4-アミノ-5-ヒドロキシ-2-オキソペンタ-3-エン酸メチル15.9g(0.1mol)をメタノール50mlに懸濁し、混合物を0℃に冷却した。ここに17.7g(0.15mol)のSOCl2を0℃で2時間かけて添加した。混合物を10℃でさらに5時間撹拌し、沈殿物を濾別し、メタノール5mlで洗浄し、乾燥させた。これにより、16.8g、95%の淡ベージュ色の結晶が得られた。
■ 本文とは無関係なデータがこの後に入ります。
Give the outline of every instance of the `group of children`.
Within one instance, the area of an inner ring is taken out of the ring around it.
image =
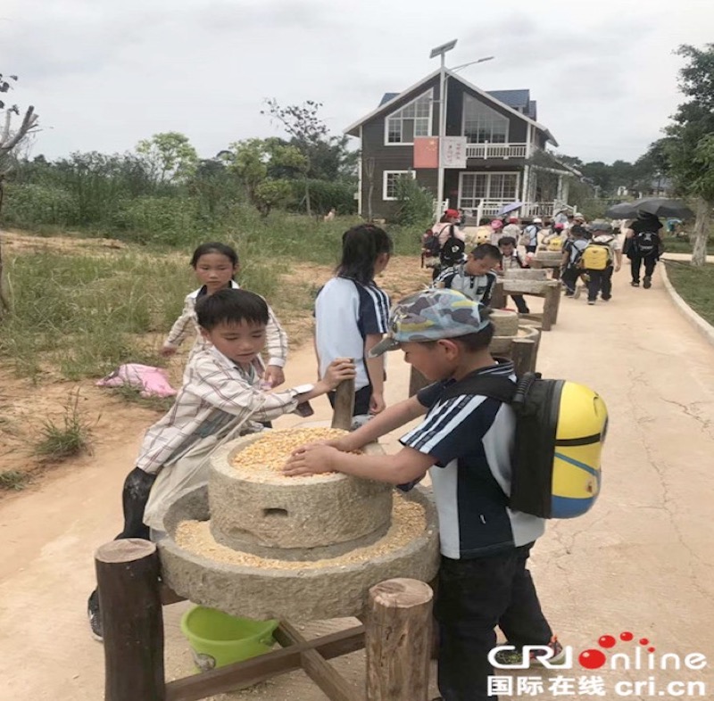
[[[587,224],[579,213],[560,213],[553,220],[536,217],[525,227],[521,227],[517,217],[507,220],[483,219],[470,231],[454,230],[457,214],[456,210],[448,210],[443,218],[444,221],[436,225],[434,231],[438,228],[438,240],[448,243],[444,234],[448,230],[449,235],[459,238],[461,249],[469,252],[464,252],[454,263],[444,265],[443,260],[435,263],[433,285],[458,289],[486,304],[496,276],[512,268],[528,267],[538,251],[560,252],[559,272],[565,296],[577,298],[583,290],[587,290],[587,302],[594,305],[598,298],[602,301],[611,299],[612,275],[621,268],[623,253],[630,260],[631,285],[640,285],[643,264],[643,286],[648,289],[663,250],[659,233],[662,225],[657,217],[645,212],[622,226],[624,236],[618,235],[619,232],[607,221]],[[519,253],[519,247],[524,250],[525,257]],[[578,285],[578,280],[583,284]],[[527,314],[523,296],[511,296],[519,312]]]
[[[338,441],[298,449],[285,473],[337,471],[395,485],[429,473],[442,552],[435,609],[441,698],[494,698],[486,687],[496,626],[519,649],[546,645],[553,659],[562,649],[527,569],[544,522],[508,507],[515,416],[507,404],[462,389],[477,375],[516,379],[512,364],[488,351],[494,327],[477,299],[487,300],[497,264],[522,264],[516,241],[502,239],[500,248],[481,244],[458,269],[442,271],[435,288],[402,300],[391,313],[389,298],[375,282],[389,262],[389,236],[378,227],[360,225],[345,232],[342,243],[335,276],[315,303],[320,379],[282,391],[276,387],[285,379],[287,340],[275,315],[265,300],[234,280],[238,259],[231,248],[207,243],[196,250],[191,265],[201,287],[186,298],[162,352],[174,353],[193,333],[196,342],[174,406],[146,432],[126,479],[118,538],[149,538],[161,531],[169,506],[154,503],[161,481],[204,481],[207,457],[219,441],[264,430],[265,422],[354,378],[355,414],[372,420]],[[262,359],[266,348],[267,366]],[[384,353],[397,348],[433,383],[386,408]],[[395,455],[353,454],[417,418],[420,423],[404,433]],[[101,593],[92,593],[88,615],[101,639],[100,599]],[[518,649],[511,655],[511,664],[521,658]]]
1H-NMR (400MHz, CDCl3):δ 10.07 (3H, s, br.); 8.10 (1H, d); 7.32 (1H, d); 3.83 (3H, s) ppm.
13C-NMR 158.0 (s); 143.6 (s); 140.2 (d); 121.8 (s); 114.5 (d); 52.3 (q) ppm.
【0040】
実施例2
4-アミノフラン-2-カルボン酸メチル塩酸塩(式(IV)の塩)の4-アミノフラン-2-カルボン酸メチル(塩を含まない式(IV)の生成物)への変換
4-アミノフラン-2-カルボン酸メチル塩酸塩9.2gを酢酸エチル50mlに懸濁し、15.7gのEt3Nを添加した。混合物をRTで3時間撹拌し、沈殿物を濾別し、酢酸エチルを真空下で完全に濃縮した。これにより、6.96g、95%のベージュ色の結晶が得られた。
1H-NMR (400MHz, CDCl3):δ:7.24 (1H, d); 6.8 (1H, d) ; 4.3 (2H,s ) 3.75 (3H, s) ppm.
【0041】
実施例3
4-[(2,2,2-トリフルオロアセチル)アミノ]フラン-2-カルボン酸メチル
4-アミノフラン-2-カルボン酸メチル塩酸塩0.5gを酢酸エチル15mlに懸濁し、1gの(CF3CO)2Oを10℃で添加した。混合物をRTで5時間撹拌し、沈殿物を濾別した。これにより、0.55mgの生成物が固体として得られた。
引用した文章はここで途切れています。